I'm looking for nice, long training hills in or near lower Mont. Co. (Wheaton, MD). I already train on Sugarloaf Mnt. and the road to Gambrills State Park would be good (but far). There are plenty of steep hills going North into Howard Co. but none are that long. Any suggestions?


----------



## jimcav (Jun 15, 2003)

*define long?*

sugarloaf is longer than anything in montgomery county.
if you take beach south into rock creek park. that is mostly downhill to DC, so the other way it is uphill. that is my hill route--i come from the north, down to where the closed-to cars-section ends (just north of the zoo--beach drive hits a T-intersection with a gate across it on weekends). at that point you can turn around for an easy uphill, or go right and hard right again (toward the nature center/horse stables--steeper hills that route), or go right and stay straight which is the pinehurst? parkway i think--no real shoulder but it is longer and steeper than any other route out I have found.
also a tough hill, though again not super long, is one of the 1st lefts you can take off of pinehurst parkway--don't know the name, but happy to ride there with you on a weekend 
shoot me an email if you want.
jim


----------



## 7rider (Oct 19, 2005)

*How long is "long"?*



tsvaughn said:


> I'm looking for nice, long training hills in or near lower Mont. Co. (Wheaton, MD). I already train on Sugarloaf Mnt. and the road to Gambrills State Park would be good (but far). There are plenty of steep hills going North into Howard Co. but none are that long. Any suggestions?

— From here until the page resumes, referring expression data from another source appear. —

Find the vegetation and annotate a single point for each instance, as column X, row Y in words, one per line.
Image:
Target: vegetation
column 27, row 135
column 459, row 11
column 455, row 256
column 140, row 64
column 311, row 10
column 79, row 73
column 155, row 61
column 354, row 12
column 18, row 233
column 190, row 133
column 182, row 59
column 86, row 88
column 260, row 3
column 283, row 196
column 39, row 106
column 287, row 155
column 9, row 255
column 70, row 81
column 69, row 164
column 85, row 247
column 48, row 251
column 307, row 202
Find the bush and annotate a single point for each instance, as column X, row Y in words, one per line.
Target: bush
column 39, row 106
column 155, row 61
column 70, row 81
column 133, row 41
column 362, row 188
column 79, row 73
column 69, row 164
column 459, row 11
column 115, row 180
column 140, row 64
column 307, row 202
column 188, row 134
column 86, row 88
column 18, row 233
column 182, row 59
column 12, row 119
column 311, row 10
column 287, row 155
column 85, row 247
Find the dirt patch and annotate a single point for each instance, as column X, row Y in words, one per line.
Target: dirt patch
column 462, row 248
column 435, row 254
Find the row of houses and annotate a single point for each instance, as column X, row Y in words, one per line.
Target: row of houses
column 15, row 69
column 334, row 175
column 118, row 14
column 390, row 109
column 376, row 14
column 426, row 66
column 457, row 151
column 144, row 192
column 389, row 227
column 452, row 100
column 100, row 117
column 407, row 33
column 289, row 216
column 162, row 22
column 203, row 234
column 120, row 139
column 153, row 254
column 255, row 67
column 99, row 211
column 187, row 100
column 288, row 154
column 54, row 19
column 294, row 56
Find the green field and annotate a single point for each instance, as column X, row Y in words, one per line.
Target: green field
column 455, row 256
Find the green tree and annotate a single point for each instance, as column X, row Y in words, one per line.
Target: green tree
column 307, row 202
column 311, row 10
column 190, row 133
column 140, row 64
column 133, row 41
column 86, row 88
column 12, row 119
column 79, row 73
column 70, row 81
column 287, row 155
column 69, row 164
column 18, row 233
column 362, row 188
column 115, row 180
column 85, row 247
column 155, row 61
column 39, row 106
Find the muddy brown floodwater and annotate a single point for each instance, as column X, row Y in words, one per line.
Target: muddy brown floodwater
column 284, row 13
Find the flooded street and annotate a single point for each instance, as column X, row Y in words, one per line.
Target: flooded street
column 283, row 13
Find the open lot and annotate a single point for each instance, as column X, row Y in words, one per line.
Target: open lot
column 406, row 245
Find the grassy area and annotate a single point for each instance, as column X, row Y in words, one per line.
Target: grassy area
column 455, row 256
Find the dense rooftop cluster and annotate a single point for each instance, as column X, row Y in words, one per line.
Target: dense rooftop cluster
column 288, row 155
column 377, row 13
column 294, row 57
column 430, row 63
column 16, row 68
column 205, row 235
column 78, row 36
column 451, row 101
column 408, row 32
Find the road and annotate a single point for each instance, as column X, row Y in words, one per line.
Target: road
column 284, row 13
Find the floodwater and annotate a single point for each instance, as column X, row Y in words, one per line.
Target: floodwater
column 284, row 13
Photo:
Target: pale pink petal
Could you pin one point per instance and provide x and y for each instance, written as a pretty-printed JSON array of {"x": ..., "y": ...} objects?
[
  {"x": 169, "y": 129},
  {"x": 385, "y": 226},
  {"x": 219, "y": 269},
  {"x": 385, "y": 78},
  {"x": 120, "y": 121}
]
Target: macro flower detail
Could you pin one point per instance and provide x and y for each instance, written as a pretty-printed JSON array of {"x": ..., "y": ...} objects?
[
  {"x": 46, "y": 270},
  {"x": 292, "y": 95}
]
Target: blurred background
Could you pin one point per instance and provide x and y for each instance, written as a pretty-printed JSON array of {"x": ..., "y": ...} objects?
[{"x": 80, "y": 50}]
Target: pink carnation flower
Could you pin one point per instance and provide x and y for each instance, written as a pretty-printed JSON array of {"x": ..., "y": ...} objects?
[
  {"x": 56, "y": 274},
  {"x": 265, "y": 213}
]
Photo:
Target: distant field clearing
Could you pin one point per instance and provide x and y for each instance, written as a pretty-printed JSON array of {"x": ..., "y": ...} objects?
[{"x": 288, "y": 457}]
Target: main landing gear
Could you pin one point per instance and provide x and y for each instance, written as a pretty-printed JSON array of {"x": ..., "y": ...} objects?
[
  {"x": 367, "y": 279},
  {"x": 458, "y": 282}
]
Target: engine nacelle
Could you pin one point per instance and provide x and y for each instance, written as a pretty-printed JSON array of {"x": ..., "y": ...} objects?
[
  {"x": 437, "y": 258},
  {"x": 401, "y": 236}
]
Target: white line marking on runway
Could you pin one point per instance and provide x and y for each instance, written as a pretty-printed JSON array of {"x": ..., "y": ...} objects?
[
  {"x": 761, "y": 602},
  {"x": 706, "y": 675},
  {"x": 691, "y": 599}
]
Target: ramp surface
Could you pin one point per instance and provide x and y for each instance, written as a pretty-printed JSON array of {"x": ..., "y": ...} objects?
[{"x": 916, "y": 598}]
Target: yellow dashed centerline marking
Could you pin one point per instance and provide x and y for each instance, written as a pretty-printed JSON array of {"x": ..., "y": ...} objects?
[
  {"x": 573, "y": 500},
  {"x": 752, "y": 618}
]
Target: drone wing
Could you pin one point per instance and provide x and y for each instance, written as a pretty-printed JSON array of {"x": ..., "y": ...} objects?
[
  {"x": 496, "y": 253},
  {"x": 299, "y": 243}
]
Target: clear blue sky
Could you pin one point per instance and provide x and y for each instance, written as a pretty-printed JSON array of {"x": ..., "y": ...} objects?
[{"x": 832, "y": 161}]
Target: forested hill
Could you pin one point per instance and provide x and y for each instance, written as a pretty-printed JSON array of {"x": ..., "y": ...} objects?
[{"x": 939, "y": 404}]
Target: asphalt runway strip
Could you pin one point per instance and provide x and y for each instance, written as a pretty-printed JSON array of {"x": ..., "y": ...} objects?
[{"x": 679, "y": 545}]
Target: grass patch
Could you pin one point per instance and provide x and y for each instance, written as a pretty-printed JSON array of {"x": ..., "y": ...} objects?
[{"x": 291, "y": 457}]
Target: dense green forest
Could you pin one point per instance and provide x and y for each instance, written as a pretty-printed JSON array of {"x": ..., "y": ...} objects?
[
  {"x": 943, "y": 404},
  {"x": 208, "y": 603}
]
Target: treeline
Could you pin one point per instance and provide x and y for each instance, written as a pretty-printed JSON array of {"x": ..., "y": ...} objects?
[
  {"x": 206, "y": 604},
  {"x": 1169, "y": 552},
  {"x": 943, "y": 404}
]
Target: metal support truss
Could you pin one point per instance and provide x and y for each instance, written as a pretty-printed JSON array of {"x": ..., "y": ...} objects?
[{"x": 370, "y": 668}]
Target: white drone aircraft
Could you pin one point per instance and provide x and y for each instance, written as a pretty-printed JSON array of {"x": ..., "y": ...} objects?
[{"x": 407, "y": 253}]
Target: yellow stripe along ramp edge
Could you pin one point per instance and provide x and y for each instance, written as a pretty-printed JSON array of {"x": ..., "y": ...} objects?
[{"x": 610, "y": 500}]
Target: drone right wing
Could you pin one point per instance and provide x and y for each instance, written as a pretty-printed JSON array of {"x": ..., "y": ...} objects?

Just No. of MoCo off NH Ave is Ednor Rd. Big, long "V-shaped" road (not sure how many miles - a few, I guess) down to Rocky Gorge and back up on Browns Bridge. That route, right on 216 to Lime Kiln and back up Ednor does plenty of hills in my book. But then....I hate hills. It's fairly easily accessible by bike from Wheaton.


----------



## MB1 (Jan 27, 2004)

*You can add a whole lot of climbing to Sugarloaf.*



tsvaughn said:


> I'm looking for nice, long training hills in or near lower Mont. Co. (Wheaton, MD). I already train on Sugarloaf Mnt. and the road to Gambrills State Park would be good (but far). There are plenty of steep hills going North into Howard Co. but none are that long. Any suggestions?


Take Park Mills to where it hits Mt. Ephraim turn on Mt. Ephraim to Comus, *Left* on Comus then *Left* into the Sugarloaf Mountain Loop. Mt. Ephraim and Comus are dirt but very doable on road bikes. Easily doubles the distance and more than doubles the effort of climbing Sugarloaf.

http://maps.google.com/


----------